Adding new credit to bad history is good…to a point

This post originally appeared December10, 2015 on as “Rebuilding credit? Go easy on new accounts

By Barry Paperno

Dear Speaking of Credit,
I have a total of four credit card trade lines that show periods of delinquencies of the last four years, but over the past seven months I have paid those credit cards on time and kept my utilization very low. I recently added six credit card trade lines to my credit profile and here’s the question: Will the new credit trade lines help offset some of the negative (delinquencies) on the old credit cards as long as I continuing paying on time with OLD credit cards and pay on time with the new trade lines? If yes, how long would you estimate it would take to see the new cards begin to offset the old ones, which of course are still active accounts. — Clyde

Dear Clyde,
Let me start by saying that managing to open six new accounts so soon following a four-year history of late payments is a pretty impressive feat. However, if rebuilding credit is your goal, it may not have been all that necessary to open so many cards to offset those past delinquencies. In fact, you may have actually tipped the scoring scales more in the other, less-positive, direction — at least temporarily.

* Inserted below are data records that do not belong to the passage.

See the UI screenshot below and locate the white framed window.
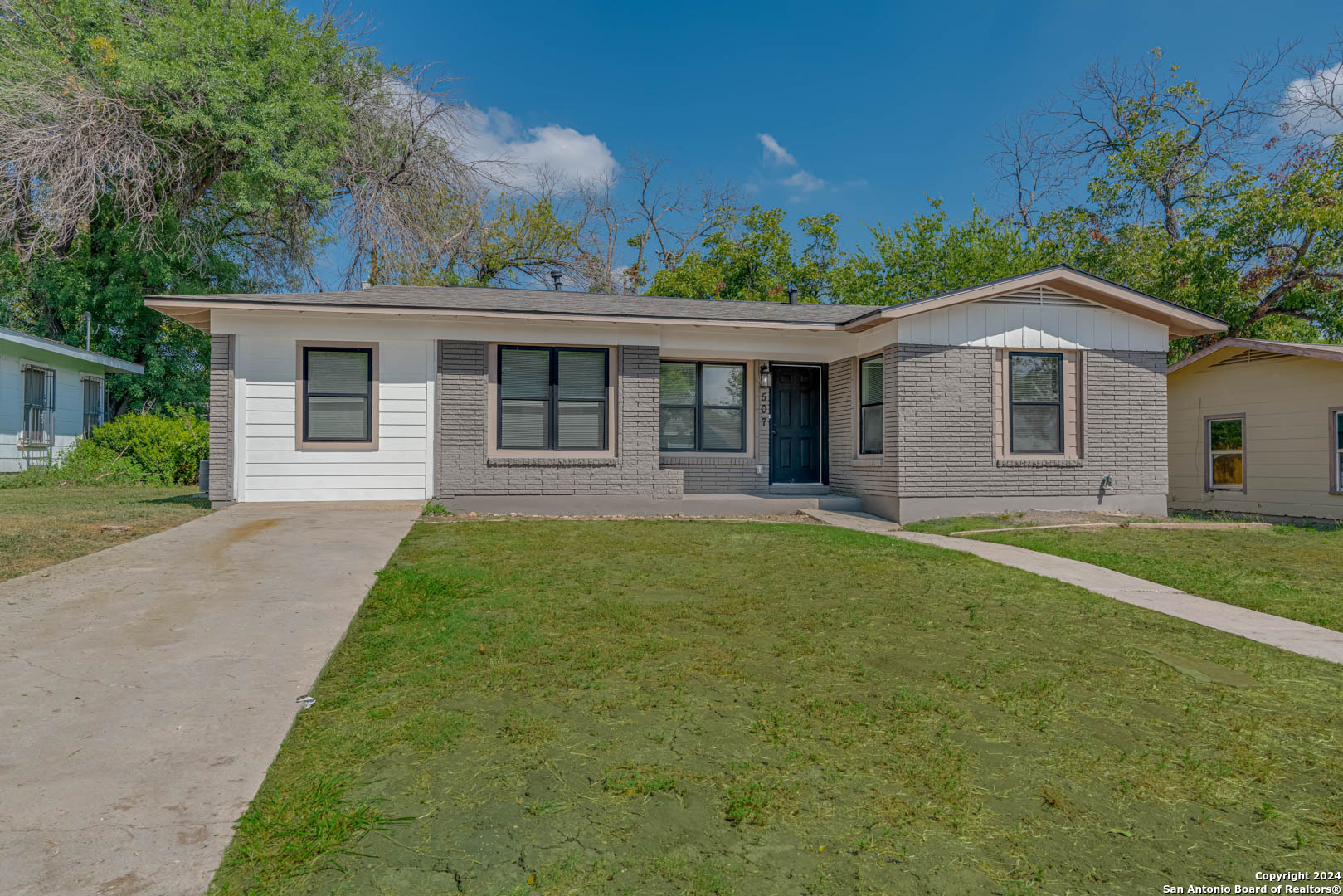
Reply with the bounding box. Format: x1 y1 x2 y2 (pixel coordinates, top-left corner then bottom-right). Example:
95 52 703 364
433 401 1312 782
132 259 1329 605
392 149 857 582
19 362 56 447
859 354 885 454
1330 407 1343 494
80 376 106 438
1204 414 1245 492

I’ll explain what I mean via a category-by-category description of the various scoring impacts brought on by so many new cards being added within a short period of time:

Payment history (35 percent of your score)
In addition to the scoring benefits of paying on time for the past seven months, you’ve significantly increased your proportion of “good” to “bad” history with the addition of those six new cards. The diluting of the negatives in this way, along with the aging of past delinquencies, is likely to add more points to your score sooner than if you had simply continued to pay on time, kept balances low and refrained from opening new accounts. And as a rule, within this all-important category that carries more weight than any other, there’s no such thing as having too many good accounts; although, as you’ll see, the same can’t necessarily be said for all other areas of the scoring formula.

Amounts owed (30 percent of your score)
Another set of scoring calculations where you essentially can’t have too much of a good thing are those factors that measure how much of your available credit you’re using: credit card utilization (balance/limit ratio). You can be pretty confident that your combined credit utilization, where a lower overall percentage leads to a higher score, will continue to benefit from the addition of those six new credit limits well into the future, as you have added to the credit limit portion of the balance/limit equation while keeping balances low.

Length of credit history (15 percent of your score)
Here is a category where opening so many new accounts in a short period of time may have actually hurt more than helped your score. Your length of credit history consists of the average age of your accounts, the ages of your oldest and newest accounts, and some other ways of measuring your credit experience. For all length of credit history calculations, older is always better for your score, which means that with every new account opening you can be doing damage by reducing the average and newest account ages.

New accounts (10 percent of your score)
In addition to the recently opened accounts possibly hurting more than helping your score as part of the length of credit history calculations, the “hard” inquiries brought on by those new account openings can also keep your score from being higher. Fortunately, an inquiry is only considered by the scoring formula for one year and only amounts to about five missed points on average. And since most card companies only access your credit report at one of the three credit bureaus per new card, an inquiry is only likely to affect your score at one of the credit bureaus.

Types of credit (10 percent of your score)
Last and probably least important, a scoring factor within this category looks for an “ideal”– and secret — number of revolving (card) and installment (loan) trade lines on your credit report. You can miss out on some points by being either above or below this mysterious number, which varies according to the overall credit profile being scored. As such, there’s no way to know for sure if having added six cards to your credit report has hurt or helped your score, though the highly informative “FICO high achievers” study tells us that people with scores of 785 and higher tend to have fewer cards than you, with seven cards (including open and closed) on average and only four cards or loans that carry balances.

The bottom line
What’s the net result of all these good and bad forces you’ve put into play with those new cards? As we’ve seen, in the short run, having recently added six new cards could very well be bringing your score down when we consider the damage done within your length of credit, new accounts and types of credit categories. Yet, when we look at the two most important categories — payment history and amounts owed — that together make up almost two-thirds (65 percent) of your score, your longer term scoring prospects look much better.

So, while in your situation I would normally recommend opening only about two or three new accounts for rebuilding purposes, I have to admit you’ve done a nice job of adding a strong dose of positive credit to the mix. Now just continue paying on time while keeping those card balances low, and please, no more new cards!